The discussion on Israeli investment into UAE startups actually flips the conventional wisdom about the Israel-UAE economic synergy: that is, with a track record of growing successful startups to investors abroad, it’s Israel that is typically seen as the destination for the mountain of capital in the UAE.
Medved said that the government in Abu Dhabi has created an investor-friendly environment reminiscent of Israeli government incentives that helped seed the country’s innovation centre — commonly referred to as “Startup Nation.”
“UAE regulatory regimes are favourable and there are organizations who are sponsored by the government who are making your life easier as an investor,” he said. “What’s more important is that the warmth and enthusiasm on the part of Emiratis and been incredible heartening.”
Steve Barrett, the business development developer of the Abu Dhabi Global Market, a financial zone in the UAE capital offering its own regulatory and legal regime, said the UAE’s startup ecosystem goes beyond home-grown entrepreneurs and has attracted innovators from far afield.
UAE attracts investors globally
“We’ve seen innovators come in from as far afield as the US, India, China, the UK,’ This is an international financial centre in every sense,” he said. “And the people that we have doing business here are truly international.”
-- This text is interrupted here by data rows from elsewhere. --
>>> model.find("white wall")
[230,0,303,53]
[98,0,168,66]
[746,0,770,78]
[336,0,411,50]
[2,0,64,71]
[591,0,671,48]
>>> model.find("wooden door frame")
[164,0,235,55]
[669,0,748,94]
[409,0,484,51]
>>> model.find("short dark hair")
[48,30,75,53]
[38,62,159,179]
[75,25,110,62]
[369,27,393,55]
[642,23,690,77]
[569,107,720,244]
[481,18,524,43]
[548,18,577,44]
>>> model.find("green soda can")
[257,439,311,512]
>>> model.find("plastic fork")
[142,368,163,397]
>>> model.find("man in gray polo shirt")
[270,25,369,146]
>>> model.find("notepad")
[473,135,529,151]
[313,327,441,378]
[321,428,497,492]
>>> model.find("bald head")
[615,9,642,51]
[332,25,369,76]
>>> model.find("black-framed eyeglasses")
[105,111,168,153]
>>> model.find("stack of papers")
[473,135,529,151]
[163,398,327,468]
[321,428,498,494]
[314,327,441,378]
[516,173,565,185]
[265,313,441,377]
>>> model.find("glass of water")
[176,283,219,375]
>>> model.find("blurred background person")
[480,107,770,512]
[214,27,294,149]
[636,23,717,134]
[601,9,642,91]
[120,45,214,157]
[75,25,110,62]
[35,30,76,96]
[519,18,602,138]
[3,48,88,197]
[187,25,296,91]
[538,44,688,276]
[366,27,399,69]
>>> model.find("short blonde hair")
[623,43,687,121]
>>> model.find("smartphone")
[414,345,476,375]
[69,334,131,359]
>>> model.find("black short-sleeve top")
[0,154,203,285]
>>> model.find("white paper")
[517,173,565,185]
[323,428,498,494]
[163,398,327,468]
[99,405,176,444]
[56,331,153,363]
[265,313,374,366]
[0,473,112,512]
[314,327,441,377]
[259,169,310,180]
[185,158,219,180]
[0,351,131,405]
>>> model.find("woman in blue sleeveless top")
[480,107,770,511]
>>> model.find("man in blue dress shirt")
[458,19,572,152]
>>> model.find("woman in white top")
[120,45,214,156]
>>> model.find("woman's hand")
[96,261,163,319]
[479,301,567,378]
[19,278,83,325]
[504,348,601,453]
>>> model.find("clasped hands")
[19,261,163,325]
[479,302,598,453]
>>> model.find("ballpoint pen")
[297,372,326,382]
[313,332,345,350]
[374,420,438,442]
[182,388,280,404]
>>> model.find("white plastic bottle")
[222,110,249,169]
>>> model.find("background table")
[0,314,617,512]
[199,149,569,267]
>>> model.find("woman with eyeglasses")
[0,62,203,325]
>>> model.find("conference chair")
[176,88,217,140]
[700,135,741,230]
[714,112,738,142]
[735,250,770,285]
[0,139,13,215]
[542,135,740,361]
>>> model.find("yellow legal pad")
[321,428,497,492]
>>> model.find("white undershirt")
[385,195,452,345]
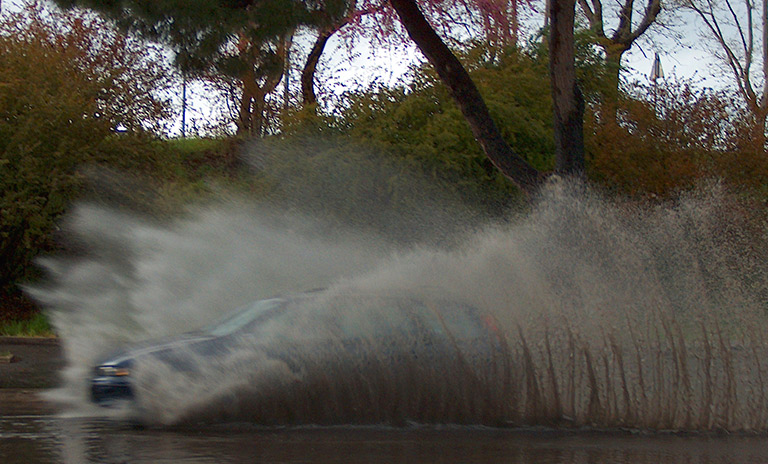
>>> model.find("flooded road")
[0,415,768,464]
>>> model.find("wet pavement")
[0,342,768,464]
[0,391,768,464]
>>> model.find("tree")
[390,0,584,192]
[67,0,583,192]
[0,3,170,300]
[580,0,661,96]
[683,0,768,154]
[549,0,584,176]
[56,0,349,136]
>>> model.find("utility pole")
[181,75,187,138]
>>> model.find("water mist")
[27,149,768,431]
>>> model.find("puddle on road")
[0,416,768,464]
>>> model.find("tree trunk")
[390,0,542,194]
[549,0,584,176]
[301,29,338,105]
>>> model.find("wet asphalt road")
[0,339,768,464]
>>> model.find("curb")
[0,337,60,345]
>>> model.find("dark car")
[90,291,502,420]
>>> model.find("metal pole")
[181,76,187,138]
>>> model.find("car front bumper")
[91,377,133,407]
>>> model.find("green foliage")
[246,135,496,244]
[0,312,55,337]
[0,4,174,290]
[304,46,553,208]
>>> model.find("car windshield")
[205,298,285,337]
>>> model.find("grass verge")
[0,312,56,337]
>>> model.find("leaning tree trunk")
[390,0,542,194]
[549,0,584,176]
[301,29,338,105]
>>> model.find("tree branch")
[390,0,542,194]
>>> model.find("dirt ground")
[0,337,64,389]
[0,337,64,416]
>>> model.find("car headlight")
[96,366,131,377]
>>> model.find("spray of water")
[33,156,768,431]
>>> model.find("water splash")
[30,176,768,431]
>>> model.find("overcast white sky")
[0,0,731,134]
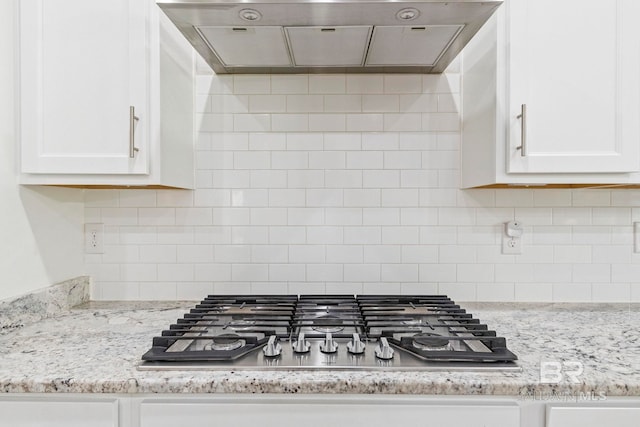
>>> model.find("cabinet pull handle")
[129,105,140,159]
[516,104,527,157]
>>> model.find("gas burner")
[413,333,452,351]
[227,319,256,331]
[211,334,245,351]
[311,314,344,334]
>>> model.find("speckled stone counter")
[0,302,640,396]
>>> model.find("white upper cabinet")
[19,0,194,188]
[462,0,640,187]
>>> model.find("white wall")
[0,0,84,299]
[85,56,640,301]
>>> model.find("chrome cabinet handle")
[129,105,140,159]
[516,104,527,157]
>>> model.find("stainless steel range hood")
[157,0,502,74]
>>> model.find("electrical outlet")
[502,236,522,255]
[84,223,104,254]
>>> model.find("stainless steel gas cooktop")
[139,295,520,371]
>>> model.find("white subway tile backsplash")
[233,74,271,94]
[218,245,251,263]
[138,208,176,225]
[231,264,269,282]
[196,263,231,282]
[231,189,269,207]
[251,207,288,225]
[362,208,400,225]
[249,95,287,113]
[233,151,271,169]
[271,151,309,169]
[381,188,419,207]
[384,74,422,93]
[177,245,213,264]
[344,264,381,282]
[553,245,591,264]
[383,113,422,132]
[287,207,324,225]
[592,208,631,225]
[347,74,384,93]
[271,114,309,132]
[309,151,347,173]
[306,264,344,282]
[347,113,384,132]
[175,208,213,225]
[231,226,269,245]
[591,282,632,303]
[157,264,194,282]
[400,208,438,225]
[552,208,592,225]
[344,189,380,207]
[269,189,306,207]
[251,245,288,264]
[382,226,420,245]
[287,95,324,113]
[324,95,362,113]
[306,188,343,207]
[327,245,362,264]
[400,170,439,189]
[287,136,323,152]
[344,226,382,245]
[269,263,308,282]
[287,170,325,188]
[289,245,326,264]
[211,95,249,114]
[324,132,362,151]
[552,283,592,302]
[309,74,347,94]
[362,95,400,113]
[193,189,231,207]
[249,132,287,151]
[400,94,438,113]
[307,226,344,245]
[269,226,307,245]
[271,74,309,94]
[362,171,400,191]
[139,245,177,263]
[85,72,640,302]
[309,114,347,132]
[384,151,422,169]
[380,264,418,282]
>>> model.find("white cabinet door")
[140,395,520,427]
[0,397,118,427]
[547,403,640,427]
[19,0,149,174]
[505,0,640,173]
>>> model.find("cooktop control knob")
[293,332,311,353]
[376,337,393,360]
[347,333,364,354]
[320,332,338,353]
[262,335,282,357]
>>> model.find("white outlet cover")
[84,223,104,254]
[502,236,522,255]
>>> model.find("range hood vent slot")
[285,26,371,67]
[366,25,463,66]
[198,27,291,67]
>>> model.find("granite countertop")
[0,302,640,397]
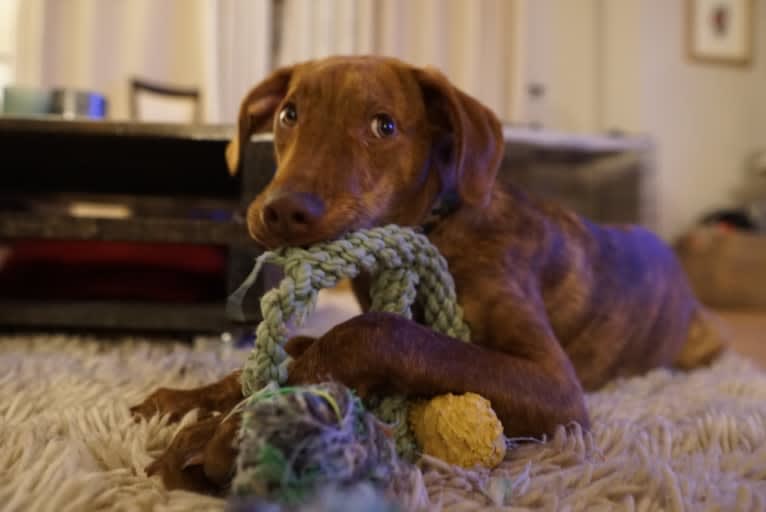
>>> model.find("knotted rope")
[230,225,470,458]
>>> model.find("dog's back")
[436,184,724,389]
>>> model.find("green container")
[2,85,53,116]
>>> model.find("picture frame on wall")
[686,0,755,66]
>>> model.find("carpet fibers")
[0,335,766,512]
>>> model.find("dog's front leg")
[130,370,243,421]
[287,313,589,436]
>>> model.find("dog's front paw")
[285,313,402,397]
[130,388,209,421]
[146,414,240,494]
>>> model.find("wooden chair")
[130,78,202,124]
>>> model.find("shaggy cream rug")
[0,336,766,512]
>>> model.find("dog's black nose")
[262,192,324,238]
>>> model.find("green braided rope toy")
[225,225,470,459]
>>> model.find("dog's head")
[226,57,503,248]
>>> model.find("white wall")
[635,0,766,237]
[520,0,766,239]
[0,0,18,89]
[518,0,599,133]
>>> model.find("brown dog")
[134,57,722,488]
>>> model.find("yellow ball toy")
[409,393,506,468]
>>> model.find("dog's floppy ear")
[226,66,295,175]
[414,69,504,206]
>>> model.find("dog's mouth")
[247,206,374,250]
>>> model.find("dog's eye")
[370,114,396,139]
[279,103,298,126]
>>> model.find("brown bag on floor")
[676,227,766,310]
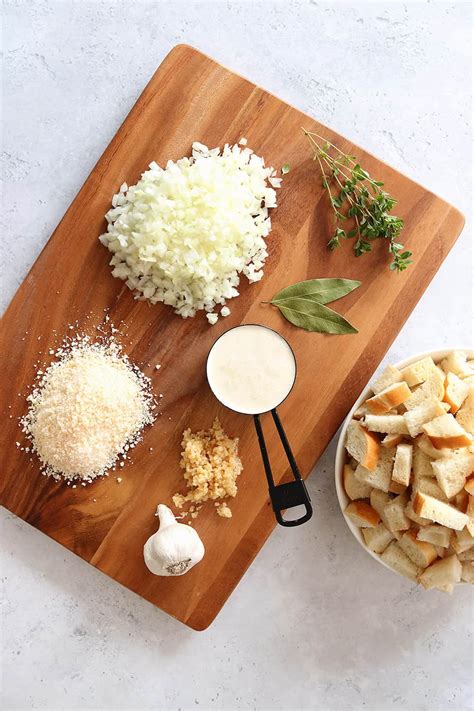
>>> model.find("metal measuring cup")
[206,324,313,526]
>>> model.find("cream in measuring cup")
[206,324,312,526]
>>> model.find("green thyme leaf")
[272,297,357,335]
[270,279,360,306]
[303,129,413,272]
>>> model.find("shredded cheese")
[21,337,154,483]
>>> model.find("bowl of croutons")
[336,349,474,593]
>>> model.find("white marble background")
[1,0,473,711]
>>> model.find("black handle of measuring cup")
[253,410,313,526]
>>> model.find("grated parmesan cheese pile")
[173,418,242,518]
[100,139,281,323]
[21,336,154,483]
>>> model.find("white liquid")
[207,325,296,415]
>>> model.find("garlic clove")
[143,504,205,576]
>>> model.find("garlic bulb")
[143,504,204,575]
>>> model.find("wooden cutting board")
[0,45,463,630]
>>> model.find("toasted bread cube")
[456,386,474,435]
[401,356,437,388]
[354,449,394,492]
[380,541,422,581]
[372,365,403,395]
[365,382,411,415]
[466,496,474,536]
[423,414,472,449]
[346,420,380,471]
[403,399,446,437]
[392,444,413,486]
[380,435,403,449]
[382,494,410,532]
[443,373,469,415]
[370,489,392,516]
[417,523,453,554]
[454,489,469,513]
[413,447,435,484]
[403,368,446,410]
[464,474,474,496]
[415,434,451,462]
[441,351,474,378]
[419,555,462,590]
[451,527,474,553]
[364,415,408,435]
[362,523,393,553]
[352,402,369,420]
[399,531,438,568]
[344,500,380,528]
[461,561,474,585]
[405,500,431,527]
[413,491,469,531]
[343,464,372,501]
[388,479,408,494]
[432,450,474,499]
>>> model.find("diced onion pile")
[100,140,281,323]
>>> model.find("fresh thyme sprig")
[303,129,412,272]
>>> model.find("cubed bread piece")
[401,356,436,388]
[354,449,395,492]
[456,387,474,435]
[382,494,410,532]
[412,476,448,503]
[392,444,413,486]
[443,373,470,415]
[431,450,474,499]
[403,398,446,437]
[403,368,446,410]
[441,351,473,378]
[413,447,435,481]
[372,365,403,395]
[451,526,474,553]
[380,435,403,449]
[415,434,451,462]
[346,420,380,471]
[464,474,474,496]
[399,531,438,568]
[405,499,431,527]
[388,478,407,494]
[419,555,462,590]
[370,489,392,517]
[352,402,369,420]
[451,489,469,513]
[461,561,474,585]
[413,491,469,531]
[344,500,380,528]
[343,464,372,501]
[380,541,422,581]
[417,523,453,548]
[466,496,474,536]
[362,523,393,553]
[364,415,409,435]
[365,381,411,415]
[423,413,472,449]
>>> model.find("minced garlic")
[173,418,242,518]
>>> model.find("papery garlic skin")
[143,504,204,576]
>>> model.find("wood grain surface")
[0,45,464,630]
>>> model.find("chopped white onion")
[100,143,279,323]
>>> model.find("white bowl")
[335,347,474,580]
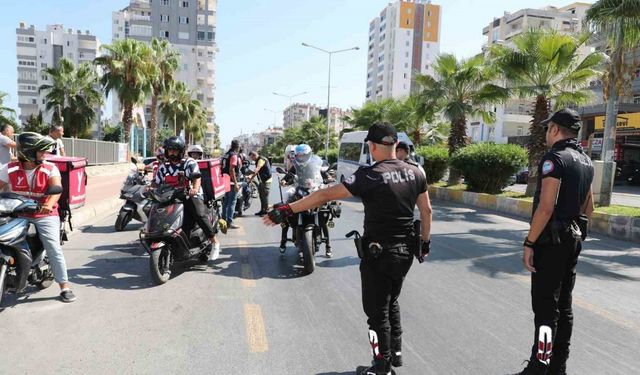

The conference featured three UAE startups that OurCrowd is eyeing: “World of Farming” uses artificial intelligence technologies and vertical farming techniques to help farmers optimize resources and minimize waste; “W Motors,” which makes an autonomous patrol vehicle used by the Dubai police and aspires to make the first electronic vehicle in the Middle East; and, Urban, which makes a real estate tech platform to allow renters to find, inspect and pay for residence rentals online.
Urban Co-Founder Mohammed Kaswani said Dubai made for an ideal location to launch a venture that he plans to take to other rental markets.
“Digital adoption is incredibly high and there’s been tremendous support from the regulators in what we’re trying to do,” he said. “There’s also a great deal of forward-looking investors.”
Though they are from divergent societies that lie in different corners of the Middle East, Israelis and Emiratis are likely to strike up a common business language, said Mark Dubowitz, a former technology entrepreneur and investor in Israeli technology ventures. The UAE is a small country with an entrepreneurial spirit, where businesspeople are U.S.-educated, said Dubowitz, who currently heads the Foundation for the Defense of Democracy, a Washington Think Tank.
“Dubai has no oil or natural gas. It’s a place that’s built up its wealth and prominence on the backs of Emirati entrepreneurs,” said Dubowitz, who was in the virtual audience for the roundtable. “It emerged out of the desert with gleaming towers. In many ways, the UAE is the Arab Startup Nation.”